Nuevatribuna

Elusión fiscal 4.0

La sucursalización de las finanzas de empresa se ha quintuplicado desde el estallido de la crisis de 2008

Las empresas del Ibex-35 tienen en total 1.285 filiales o sucursales en territorios offshore, cifras actualizadas al cierre del ejercicio fiscal 2015. Casi un tercio de ellas, 394, fueron creadas en ese último año, después de que en el ejercicio anterior la fuga de capitales se cuantificara en más de 2.000 millones de euros, con un crecimiento del 20 por uno (insisto para quienes leen en diagonal: no 20 por 100, sino 20 por 1), en tan solo doce meses.

Las empresas con mayor presencia de filiales offshore son, ninguna sorpresa en el ranking, Banco de Santander (216), ACS (152), Arcelor-Mittal (145) y Repsol (120). El territorio de preferencia es el estado norteamericano de Delaware, con 463 filiales. En tres de cada cuatro casos no se ha detectado en este tipo de sucursales ninguna actividad de tipo productivo y/o comercial. Se trata de artefactos financieros cuya única función es eludir impuestos. Las cifras las proporciona la ONG Intermon-Oxfam.

La sucursalización de las finanzas de empresa se ha quintuplicado desde el estallido de la crisis de 2008. Quiere decirse que se trata de una estrategia de acumulación primaria, paralela a otras, tales como el recurso al Estado benefactor, un concepto desfasado ya en relación con la ciudadanía “de a pie”, pero que sigue en plena vigencia para las entidades financieras del ámbito privado. Si pensamos en las operaciones de rescate bancario con dineros públicos que nunca serán devueltos, y les añadimos esos otros capitales que se filtran a través de las fronteras con intención de no regresar nunca, tampoco, al flujo económico normal, la conclusión es que la crisis mundial ha supuesto para las grandes compañías el mítico agosto que, en tiempos, marcaba el clímax de los negocios.
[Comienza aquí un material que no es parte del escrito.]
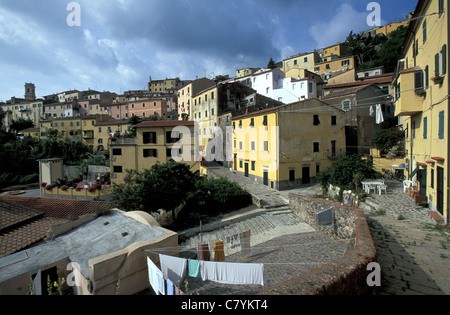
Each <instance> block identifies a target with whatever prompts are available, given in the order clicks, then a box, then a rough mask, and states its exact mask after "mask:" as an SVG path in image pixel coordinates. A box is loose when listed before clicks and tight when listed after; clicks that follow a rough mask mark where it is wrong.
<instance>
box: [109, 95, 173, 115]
mask: <svg viewBox="0 0 450 315" xmlns="http://www.w3.org/2000/svg"><path fill="white" fill-rule="evenodd" d="M127 103H128V116H129V117H131V116H133V115H134V116H138V117H141V118H149V117H152V116H154V115H158V117H160V118H163V119H167V100H165V99H156V98H152V99H139V100H135V101H129V102H127ZM113 117H114V118H116V117H115V116H113Z"/></svg>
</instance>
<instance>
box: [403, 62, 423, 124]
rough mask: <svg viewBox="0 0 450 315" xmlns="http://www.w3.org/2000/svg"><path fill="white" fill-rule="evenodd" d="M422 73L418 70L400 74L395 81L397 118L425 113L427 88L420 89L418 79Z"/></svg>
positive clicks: (410, 70)
mask: <svg viewBox="0 0 450 315" xmlns="http://www.w3.org/2000/svg"><path fill="white" fill-rule="evenodd" d="M420 73H421V72H418V71H417V69H416V68H411V69H406V70H403V71H402V72H400V75H399V76H398V78H397V79H396V81H395V83H396V84H395V86H396V98H397V99H396V101H395V116H412V115H415V114H418V113H420V112H422V111H423V102H424V100H425V98H426V96H427V90H426V89H425V88H418V86H420V84H418V83H417V77H418V76H420Z"/></svg>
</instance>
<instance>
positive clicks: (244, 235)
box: [239, 230, 250, 255]
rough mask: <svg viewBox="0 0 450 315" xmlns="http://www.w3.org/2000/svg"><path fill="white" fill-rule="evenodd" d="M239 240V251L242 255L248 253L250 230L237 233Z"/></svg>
mask: <svg viewBox="0 0 450 315" xmlns="http://www.w3.org/2000/svg"><path fill="white" fill-rule="evenodd" d="M239 237H240V240H241V252H242V253H243V254H244V255H248V254H250V230H248V231H245V232H241V233H240V234H239Z"/></svg>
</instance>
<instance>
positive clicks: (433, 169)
mask: <svg viewBox="0 0 450 315" xmlns="http://www.w3.org/2000/svg"><path fill="white" fill-rule="evenodd" d="M430 185H431V188H434V169H431V178H430Z"/></svg>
Podría suponerse que el Estado está tratando de poner trabas al enjuague, pero sucede lo contrario. La abogacía del Estado ha frenado los intentos realizados desde las trincheras municipales y autonómicas para evitar la concesión de contratas públicas a empresas que eluden impuestos mediante la colocación de sus beneficios en paraísos fiscales. Tales intentos, dicen los letrados, invaden una competencia que es exclusivamente estatal, la de fijar las condiciones de la licitación pública. Y el Estado no respalda la inclusión de ninguna cláusula relacionada con la tributación, para no “discriminar” a las empresas que, precisamente y en virtud de sus ventajas tributarias y de sus amistades con la administración, acaparan la parte del león en los contratos públicos.

Porque, dicen los expertos en legislación fiscal, el hecho de tener sucursales o filiales en territorios offshore no implica en principio ninguna ilegalidad: es un ejercicio olímpico y desinteresado de libertad por parte de esos benefactores de la sociedad que son las grandes compañías. Solo en el caso de que se demuestre de forma fehaciente que se defraudó, por sentencia firme de los tribunales competentes, podría apartarse a tales compañías de acudir en igualdad de oportunidades a la licitación municipal y autonómica (la estatal es ya un predio sometido a ellas sin restricciones).

Dada la proverbial lentitud de la maquinaria de la justicia, el evento de una sentencia firme después de agotados los sucesivos recursos a tribunales superiores, podría situarse, según cálculo aproximativo y a ojo de buen cubero, en torno a las próximas calendas griegas o en todo caso las siguientes. Para entonces, las filiales offshore de las empresas del Ibex, y otras, podrían haberse vuelto a quintuplicar varias veces. En eso se parecen las grandes financieras a las conejas: en la facilidad para parir crías.